In my experience, node failures at scale of hundreds to thousands of nodes are monthly to weekly, if not daily. Generally speaking, stability is a normal distribution. Young, new instances experience similar failure rates as old instances. If you have any sort of maximum node lifetime (for example, a week) or scale dynamically on a daily basis then you'll see a lot of failures.

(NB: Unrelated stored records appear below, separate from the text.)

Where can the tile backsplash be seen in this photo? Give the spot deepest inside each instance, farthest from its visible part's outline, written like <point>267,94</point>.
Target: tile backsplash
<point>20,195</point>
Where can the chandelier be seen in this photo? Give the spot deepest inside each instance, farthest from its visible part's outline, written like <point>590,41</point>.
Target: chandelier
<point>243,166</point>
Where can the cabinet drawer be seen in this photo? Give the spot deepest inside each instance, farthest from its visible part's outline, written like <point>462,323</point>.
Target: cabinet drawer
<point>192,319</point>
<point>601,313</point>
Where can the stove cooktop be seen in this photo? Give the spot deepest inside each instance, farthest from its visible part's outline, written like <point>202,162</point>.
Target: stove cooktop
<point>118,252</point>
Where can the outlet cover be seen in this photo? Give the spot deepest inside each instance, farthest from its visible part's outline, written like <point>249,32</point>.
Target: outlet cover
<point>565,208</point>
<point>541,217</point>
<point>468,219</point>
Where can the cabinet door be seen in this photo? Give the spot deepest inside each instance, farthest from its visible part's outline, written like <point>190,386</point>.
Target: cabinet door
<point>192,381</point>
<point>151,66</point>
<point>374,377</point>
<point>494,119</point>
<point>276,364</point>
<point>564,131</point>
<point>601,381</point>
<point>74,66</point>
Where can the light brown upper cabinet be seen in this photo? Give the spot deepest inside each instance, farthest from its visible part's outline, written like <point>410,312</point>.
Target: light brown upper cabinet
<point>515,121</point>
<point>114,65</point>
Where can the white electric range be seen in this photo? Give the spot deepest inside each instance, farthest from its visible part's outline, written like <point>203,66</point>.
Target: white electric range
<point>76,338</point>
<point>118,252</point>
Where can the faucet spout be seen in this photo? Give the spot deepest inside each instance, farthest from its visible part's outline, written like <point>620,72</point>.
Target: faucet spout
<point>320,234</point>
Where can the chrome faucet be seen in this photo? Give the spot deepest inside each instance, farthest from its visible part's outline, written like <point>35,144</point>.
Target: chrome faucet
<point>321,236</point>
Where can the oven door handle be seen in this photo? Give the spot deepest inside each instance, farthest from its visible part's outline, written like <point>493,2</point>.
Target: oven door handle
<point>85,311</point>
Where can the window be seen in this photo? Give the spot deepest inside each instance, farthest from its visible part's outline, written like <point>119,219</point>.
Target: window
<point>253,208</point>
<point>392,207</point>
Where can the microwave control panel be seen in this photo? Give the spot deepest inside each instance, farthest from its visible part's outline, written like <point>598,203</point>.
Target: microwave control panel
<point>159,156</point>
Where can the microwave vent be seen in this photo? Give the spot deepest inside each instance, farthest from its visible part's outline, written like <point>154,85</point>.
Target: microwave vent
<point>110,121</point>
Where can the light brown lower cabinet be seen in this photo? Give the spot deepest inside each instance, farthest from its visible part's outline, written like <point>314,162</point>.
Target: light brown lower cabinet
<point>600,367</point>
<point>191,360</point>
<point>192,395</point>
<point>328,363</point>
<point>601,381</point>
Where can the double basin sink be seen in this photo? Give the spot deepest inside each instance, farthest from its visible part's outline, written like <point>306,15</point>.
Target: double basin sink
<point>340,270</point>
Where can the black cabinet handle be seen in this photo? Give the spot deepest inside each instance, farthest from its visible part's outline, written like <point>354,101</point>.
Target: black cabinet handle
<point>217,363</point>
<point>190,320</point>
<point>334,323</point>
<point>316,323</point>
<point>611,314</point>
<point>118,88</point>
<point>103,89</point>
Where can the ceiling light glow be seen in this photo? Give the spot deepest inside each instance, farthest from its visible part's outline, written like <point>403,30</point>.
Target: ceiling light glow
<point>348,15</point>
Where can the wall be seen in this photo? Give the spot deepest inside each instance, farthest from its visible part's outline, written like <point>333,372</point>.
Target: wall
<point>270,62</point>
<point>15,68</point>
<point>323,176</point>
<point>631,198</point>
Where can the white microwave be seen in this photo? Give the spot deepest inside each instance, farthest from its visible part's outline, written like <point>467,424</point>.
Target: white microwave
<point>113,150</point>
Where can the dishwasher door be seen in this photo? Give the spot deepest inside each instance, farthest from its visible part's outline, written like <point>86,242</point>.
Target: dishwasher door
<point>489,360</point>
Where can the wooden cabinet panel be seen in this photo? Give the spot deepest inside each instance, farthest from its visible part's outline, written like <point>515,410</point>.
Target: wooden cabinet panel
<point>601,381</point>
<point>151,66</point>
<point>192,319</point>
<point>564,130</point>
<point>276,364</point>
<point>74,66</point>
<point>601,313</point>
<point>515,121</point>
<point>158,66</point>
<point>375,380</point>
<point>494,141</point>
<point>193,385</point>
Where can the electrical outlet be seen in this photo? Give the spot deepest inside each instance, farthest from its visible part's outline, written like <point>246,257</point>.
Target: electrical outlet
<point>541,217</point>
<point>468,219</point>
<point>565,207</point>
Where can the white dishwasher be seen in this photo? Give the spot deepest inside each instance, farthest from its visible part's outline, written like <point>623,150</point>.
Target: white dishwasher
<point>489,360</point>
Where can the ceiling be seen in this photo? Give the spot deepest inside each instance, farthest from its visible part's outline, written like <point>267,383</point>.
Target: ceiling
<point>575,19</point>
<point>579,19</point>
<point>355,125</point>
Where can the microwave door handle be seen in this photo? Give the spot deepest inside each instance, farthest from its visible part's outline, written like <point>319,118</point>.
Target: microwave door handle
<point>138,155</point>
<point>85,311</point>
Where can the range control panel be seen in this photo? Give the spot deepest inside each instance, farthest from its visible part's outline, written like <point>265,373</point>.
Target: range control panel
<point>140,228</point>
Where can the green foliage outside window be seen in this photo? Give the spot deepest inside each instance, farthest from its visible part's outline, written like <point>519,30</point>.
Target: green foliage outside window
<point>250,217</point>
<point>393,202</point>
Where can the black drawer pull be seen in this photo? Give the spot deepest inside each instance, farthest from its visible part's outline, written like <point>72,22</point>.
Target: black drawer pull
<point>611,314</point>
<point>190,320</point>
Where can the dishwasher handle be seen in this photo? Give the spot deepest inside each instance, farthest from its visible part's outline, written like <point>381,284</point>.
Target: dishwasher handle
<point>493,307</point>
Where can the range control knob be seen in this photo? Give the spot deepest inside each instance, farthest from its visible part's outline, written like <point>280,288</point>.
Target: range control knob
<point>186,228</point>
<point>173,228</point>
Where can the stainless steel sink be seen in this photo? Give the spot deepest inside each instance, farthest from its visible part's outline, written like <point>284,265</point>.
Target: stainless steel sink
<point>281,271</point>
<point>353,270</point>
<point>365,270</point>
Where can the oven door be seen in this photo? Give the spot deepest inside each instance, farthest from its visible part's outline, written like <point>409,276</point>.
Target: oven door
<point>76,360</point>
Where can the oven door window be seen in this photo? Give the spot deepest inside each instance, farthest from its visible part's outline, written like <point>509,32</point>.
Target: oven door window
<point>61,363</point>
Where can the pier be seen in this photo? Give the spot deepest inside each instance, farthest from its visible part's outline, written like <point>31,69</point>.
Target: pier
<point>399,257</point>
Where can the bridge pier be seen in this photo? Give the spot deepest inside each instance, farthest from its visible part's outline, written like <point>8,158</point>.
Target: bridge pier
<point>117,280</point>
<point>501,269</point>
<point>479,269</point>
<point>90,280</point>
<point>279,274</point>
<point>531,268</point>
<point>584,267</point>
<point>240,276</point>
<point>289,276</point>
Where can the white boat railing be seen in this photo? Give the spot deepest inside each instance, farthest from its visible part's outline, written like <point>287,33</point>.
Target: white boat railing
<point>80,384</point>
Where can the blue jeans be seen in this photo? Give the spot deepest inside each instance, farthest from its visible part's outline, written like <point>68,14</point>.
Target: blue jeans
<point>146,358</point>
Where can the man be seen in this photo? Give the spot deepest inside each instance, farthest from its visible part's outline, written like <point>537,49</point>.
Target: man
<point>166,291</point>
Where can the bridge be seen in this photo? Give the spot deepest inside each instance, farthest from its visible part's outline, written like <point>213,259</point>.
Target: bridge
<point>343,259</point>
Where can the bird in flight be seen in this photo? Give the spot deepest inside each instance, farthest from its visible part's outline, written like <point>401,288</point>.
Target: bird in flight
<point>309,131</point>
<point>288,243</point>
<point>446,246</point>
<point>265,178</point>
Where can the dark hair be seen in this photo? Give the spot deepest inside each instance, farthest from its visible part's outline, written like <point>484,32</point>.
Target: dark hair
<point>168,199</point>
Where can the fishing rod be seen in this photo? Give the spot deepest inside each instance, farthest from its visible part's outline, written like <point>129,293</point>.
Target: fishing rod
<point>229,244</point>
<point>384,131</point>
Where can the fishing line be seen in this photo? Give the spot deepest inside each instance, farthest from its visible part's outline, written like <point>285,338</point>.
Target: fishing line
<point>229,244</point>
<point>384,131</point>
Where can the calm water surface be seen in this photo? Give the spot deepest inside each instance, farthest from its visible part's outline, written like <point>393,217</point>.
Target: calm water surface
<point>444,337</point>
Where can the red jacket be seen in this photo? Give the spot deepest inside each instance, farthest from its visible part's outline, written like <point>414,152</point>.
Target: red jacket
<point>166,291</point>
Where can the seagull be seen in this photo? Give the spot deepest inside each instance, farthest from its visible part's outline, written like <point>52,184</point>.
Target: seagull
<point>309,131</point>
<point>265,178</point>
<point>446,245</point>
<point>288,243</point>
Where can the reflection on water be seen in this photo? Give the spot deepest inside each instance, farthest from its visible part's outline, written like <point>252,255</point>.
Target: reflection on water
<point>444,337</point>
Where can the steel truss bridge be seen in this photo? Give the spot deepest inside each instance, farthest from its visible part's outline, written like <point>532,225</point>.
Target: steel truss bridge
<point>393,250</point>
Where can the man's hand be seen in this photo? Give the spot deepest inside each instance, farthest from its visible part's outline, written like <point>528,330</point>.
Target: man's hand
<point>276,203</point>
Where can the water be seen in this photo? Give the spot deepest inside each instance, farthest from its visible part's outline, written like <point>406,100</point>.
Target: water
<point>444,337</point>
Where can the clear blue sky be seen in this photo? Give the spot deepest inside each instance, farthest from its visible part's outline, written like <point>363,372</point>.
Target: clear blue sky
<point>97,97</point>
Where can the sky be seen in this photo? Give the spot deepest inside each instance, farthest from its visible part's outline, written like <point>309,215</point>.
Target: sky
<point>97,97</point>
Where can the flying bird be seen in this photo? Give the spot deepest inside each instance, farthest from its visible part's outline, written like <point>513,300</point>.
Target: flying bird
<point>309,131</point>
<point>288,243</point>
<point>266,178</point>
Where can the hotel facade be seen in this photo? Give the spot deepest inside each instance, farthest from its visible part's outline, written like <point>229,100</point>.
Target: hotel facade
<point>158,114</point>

Which still means you could implement a hard limit of 1 fail per hour and only allow more replacements with manual intervention. With a thousand nodes, several or hundreds failing within a few hours is so unlikely that you're probably better off preventing automatic failover in these cases.

But that generally mirrors my experience that automatic failover for stable software tends to cause more issues than it solves. A good (i.e. redundant hardware and software) Postgresql server is also so unlikely to fail that wrong detection and cascading issues from automatic failover are more likely than its actual benefits.

I think you're looking at it the wrong way. A server is never just postgres or memcached, there's always other stuff running, and it's that other stuff that can cause problems. Like maybe you're patching the fleet and a node fails to come back up, or due to misconfiguration the disk gets full.

I'd argue that stable systems are actually worse for operational stability as you become complacent and comfortable and when shit hits the fan you are unprepared.